HB 2625 would put the decision on if kids move onto fourth-grade back into the hands of parents and educators. The Governor says that returns us to a system that is failing Oklahoma students.
The Governor vetoed the bill just one day after a group of parents presented Governor Mary Fallin with over 2,000 signatures urging her to sign the HB 2625.
"Promotion to the fourth-grade should be about one thing: the child has mastered or at least absorbed the minimum amount of reading skills they need to succeed in the fourth-grade," Fallin said.
"I'm honestly just dumbfounded," Amy Eldridge said.
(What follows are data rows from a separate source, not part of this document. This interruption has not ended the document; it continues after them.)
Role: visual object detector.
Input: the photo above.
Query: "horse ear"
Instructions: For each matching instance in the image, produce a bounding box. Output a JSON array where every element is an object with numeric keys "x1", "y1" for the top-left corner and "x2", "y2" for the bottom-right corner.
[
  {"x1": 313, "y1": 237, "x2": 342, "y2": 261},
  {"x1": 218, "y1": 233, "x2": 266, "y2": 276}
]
Eldridge is one of the parents leading the charge for HB 2625. Her third-grade son, TJ, has severe dyslexia and even though he gets all A's and B's in school, he didn't pass the state reading test. She said he won't qualify for any of the exemptions.
"My son is an amazing kid, who has made grade level for anything else," said Eldridge. "To tell him he is a failure and he can't go on, it just makes absolutely no sense to me."
Governor Fallin said illiteracy affects all aspects of our society, and we need to fix the problem.
"I think if we can catch the children early, diagnose the problem early on, we can help these children."
The bill passed the Senate, 43 to 1, and the House, 89 to 6. Some lawmakers are already vowing to override the Governor's veto.